Comedia o drama demencial
Zambulléndose en la melancolía, la tensión del deseo y la ingravidez de las relaciones con innegable elegancia y sensibilidad, el fantasma de la comedia romántica de encuentros y desencuentros es en Las hierbas salvajes, un espejismo. Como en Hace un año en Marienbad, la propia narración pone en cuestión lo que se narra, en tanto relato como lucha interior, no en el campo literario – como es el caso del guión de Alain Robbe-Grillet - sino en el terreno cinematográfico con guiños que elaboran un grácil elogio de la energía fabuladora del cine como puede apreciarse en el tiempo detenido en los cafés vacíos, la representación de los pensamientos internos, el lento movimiento de las personas o en los cines de reestreno como locales que se caen a pedazos. El emblemático film de los 60 pertenece al período de la ruptura en la forma y los vaivenes de las personas que se esperan o se buscan. Este espacio es el que de alguna forma se inscribe Las hierbas salvajes pero livianamente, sin solemnidades ni excelsas filosofías que generen una reflexión intelectual sobre la naturaleza de la realidad. Sólo la hierba conserva el enigma. Es ella la que contiene en su indefectible crecimiento, el peso de la vida, testigo impasible del eterno transcurrir del tiempo.

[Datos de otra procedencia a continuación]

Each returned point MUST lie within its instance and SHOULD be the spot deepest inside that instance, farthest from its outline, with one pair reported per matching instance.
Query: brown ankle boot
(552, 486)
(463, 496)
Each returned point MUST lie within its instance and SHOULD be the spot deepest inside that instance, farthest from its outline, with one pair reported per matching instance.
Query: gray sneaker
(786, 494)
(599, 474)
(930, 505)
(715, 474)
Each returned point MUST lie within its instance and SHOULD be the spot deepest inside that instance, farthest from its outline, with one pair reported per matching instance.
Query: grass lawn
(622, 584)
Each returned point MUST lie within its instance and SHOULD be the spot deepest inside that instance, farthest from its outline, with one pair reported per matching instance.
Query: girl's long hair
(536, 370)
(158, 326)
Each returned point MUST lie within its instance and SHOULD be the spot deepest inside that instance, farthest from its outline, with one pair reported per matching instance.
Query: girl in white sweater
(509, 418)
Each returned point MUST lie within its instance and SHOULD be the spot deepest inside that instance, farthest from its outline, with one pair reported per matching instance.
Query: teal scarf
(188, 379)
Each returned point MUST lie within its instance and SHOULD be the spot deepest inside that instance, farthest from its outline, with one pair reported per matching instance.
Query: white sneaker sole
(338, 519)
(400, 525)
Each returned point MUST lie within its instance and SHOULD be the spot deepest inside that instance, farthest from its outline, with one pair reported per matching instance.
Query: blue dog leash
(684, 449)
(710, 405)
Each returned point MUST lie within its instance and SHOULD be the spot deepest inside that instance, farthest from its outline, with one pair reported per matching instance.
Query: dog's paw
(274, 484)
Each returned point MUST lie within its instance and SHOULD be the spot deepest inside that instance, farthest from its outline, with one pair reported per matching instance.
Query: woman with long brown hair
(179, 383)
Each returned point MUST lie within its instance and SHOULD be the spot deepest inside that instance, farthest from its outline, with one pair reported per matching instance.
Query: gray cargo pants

Las hierbas salvajes, Ganadora Premio Especial del Jurado, Premio a la trayectoria, Nominada a la Palma de Oro en Cannes, no pasará a la historia como la mejor película de Alain Resnais. Pero con algo de inocencia y mucho de juego, sigue renovando su mote de maestro. Su cine nos sumerge con una acaricia vehemente que se siente tibia pero algo extraña. Una película que no traiciona ni aun cuando sea encantador que lo haga.